Des maires sous pression
"L'absence d'implication de l'Etat, aussi bien au niveau central qu'au niveau local", a a aussi été considérée comme "manifeste et néfaste". Du fait de cette carence, la responsabilité de mise en oeuvre du processus a été transférée à l'Andra et aux communes candidates. Les six mois de latence entre janvier et juin 2009 ont aussi bloqué la concertation et rendu les affrontements possibles, souligne le rapport. "Au cours de cette période, la progression du projet était floue du point de vue local et la consigne avait été donnée de ne pas communiquer sur le choix des communes retenues. Pendant ce temps, l'opposition s'est développée", relève-t-il. Il juge aussi que l'échelon communal n'était pas adapté. "Ce choix a notamment fait peser une pression trop forte sur des maires de très petites communes, confrontés à des jeux d'acteurs, politiques et autres, locaux et nationaux, qui les dépassent", souligne-t-il. Autres défauts du processus : "le territoire et le contexte local ont été mal appréhendés - entre autres, les problèmes économiques potentiels (enjeux fonciers, appellations d'origine contrôlée, etc.) ont été sous-estimés" ; "l'information aux populations n'a pas été suffisante, à la fois sur le dossier technique du projet de stockage (nature des déchets, quantité, type de stockage, risques induits, etc.) et sur le déroulement du processus de sélection de site"; "le dialogue avec la population concernée a été inexistant", la communication médiatique a été "mal maîtrisée"; "la manne financière accompagnant ce type de projet a été perçue de façon négative" et - "les maires menacés ne se sont pas sentis suffisamment protégés".

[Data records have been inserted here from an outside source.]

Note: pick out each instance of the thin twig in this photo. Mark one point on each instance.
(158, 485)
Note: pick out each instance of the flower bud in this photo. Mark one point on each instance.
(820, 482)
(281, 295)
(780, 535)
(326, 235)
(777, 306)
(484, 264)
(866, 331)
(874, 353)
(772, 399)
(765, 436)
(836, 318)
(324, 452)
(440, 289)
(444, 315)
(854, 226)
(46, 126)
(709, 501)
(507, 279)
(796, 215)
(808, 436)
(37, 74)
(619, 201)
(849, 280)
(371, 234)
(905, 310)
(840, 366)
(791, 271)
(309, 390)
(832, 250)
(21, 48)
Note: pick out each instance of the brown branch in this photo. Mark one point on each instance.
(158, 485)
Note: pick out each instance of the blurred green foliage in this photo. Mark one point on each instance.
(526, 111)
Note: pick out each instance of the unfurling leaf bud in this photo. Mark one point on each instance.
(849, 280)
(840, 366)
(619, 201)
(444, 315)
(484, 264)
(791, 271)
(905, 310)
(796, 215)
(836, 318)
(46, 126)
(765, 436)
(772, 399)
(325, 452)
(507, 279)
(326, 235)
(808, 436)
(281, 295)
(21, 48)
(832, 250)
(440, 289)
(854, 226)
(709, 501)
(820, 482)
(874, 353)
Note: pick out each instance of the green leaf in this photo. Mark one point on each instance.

Le rapport fournit ensuite un certain nombre de recommandations. A propos de la sélection des sites, "la sûreté doit être le facteur premier de choix (...). La géologie en est un élément important" et "le choix de territoires accueillant déjà des installations nucléaires doit être privilégié, notamment pour des raisons sociologiques", souligne le Haut Comité. Il faut selon lui établir "un calendrier réaliste". "Pour faire en sorte que le projet avance, il est nécessaire de prévoir un certain nombre d'étapes et de points de rendez-vous permettant l'évaluation du projet et une révision éventuelle du calendrier", conseille-t-il. Il appelle aussi l'Etat à "s'engager et exercer ses responsabilités dans la définition, l'exécution et la continuité du processus". "Cette responsabilité première ne peut ni ne doit être transférée", insiste-t-il. L'interlocuteur privilégié au niveau local doit être "a minima intercommunal, avec le soutien de l'Etat et des grandes collectivités (conseil général et conseil régional aujourd'hui, conseil territorial demain)", poursuit-il. L'information sur le projet doit être donnée au public concerné par l'implantation du site bien avant que les communes décident ou non de se porter candidates, recommande encore le rapport qui vante l'efficacité d'une information "proactive" (réunions d'information régulières, lettres d'information, site internet actualisé, twitter, Facebook, etc.). Une large place doit aussi être accordée à la concertation au niveau local. Enfin, note le Haut Comité, le projet de stockage doit être accompagné d'"un certain nombre d'avantages réels sur le plan économique et du développement territorial (...), ce qui suppose de discuter avec les territoires et de réaliser avec eux le développement de leurs propres projets industriels, culturels ou autres".